Il premier israeliano si sente tradito: troppi segreti negli accordi con Teheran

È stato dall'Air Force One, andando a Seattle, uno dei più spettacolari bastioni del potere americano, che Obama ieri ha chiamato Bibi Netanyahu a Gerusalemme. Non è stata una conversazione semplice, ma l'indispensabile incontro di una coppia che non può, almeno non può ancora, vivere separata. Israele e gli USA solo qualche mese facevano mostra di un'alleanza sostanziale, fatta di valori, di ricordi, di canzoni, di film, di pacche sulle spalle fra i due leader senza giacca. Che l'Iran fosse il peggiore di tutti i nemici era credo comune, che forse si sarebbe dovuto usare i jet contro le centrifughe, una formula ripetuta da ambedue. Era inteso un Paese che odia gli ebrei e ne minaccia l'estinzione, che vuole soggiogare il mondo e a casa sua impicca gli omosessuali e rinchiude i dissidenti non debba arricchire l'uranio.
L'America e Israele sono due Paesi di frontiera, due fortini assediati dagli indiani dove vivono i cowboy contro il terrorismo e la dittatura.

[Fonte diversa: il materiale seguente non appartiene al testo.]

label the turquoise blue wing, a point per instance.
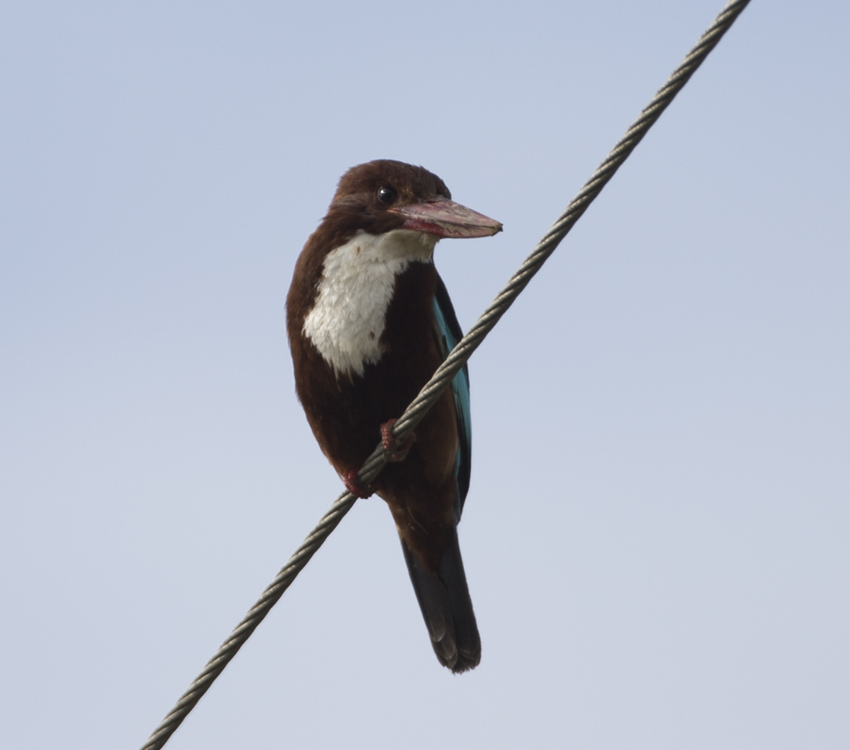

Tutto questo, dopo l'accordo con l'Iran, cambia.

Si apre un futuro in cui Netanyahu indosserà, come ha fatto in questi mesi, l'eroica casacca del dissidente, di commesso viaggiatore dell'accordo definitivo che dovrà essere ricontrattato fra sei mesi, in cui Bibi pretende la distruzione del programma nucleare.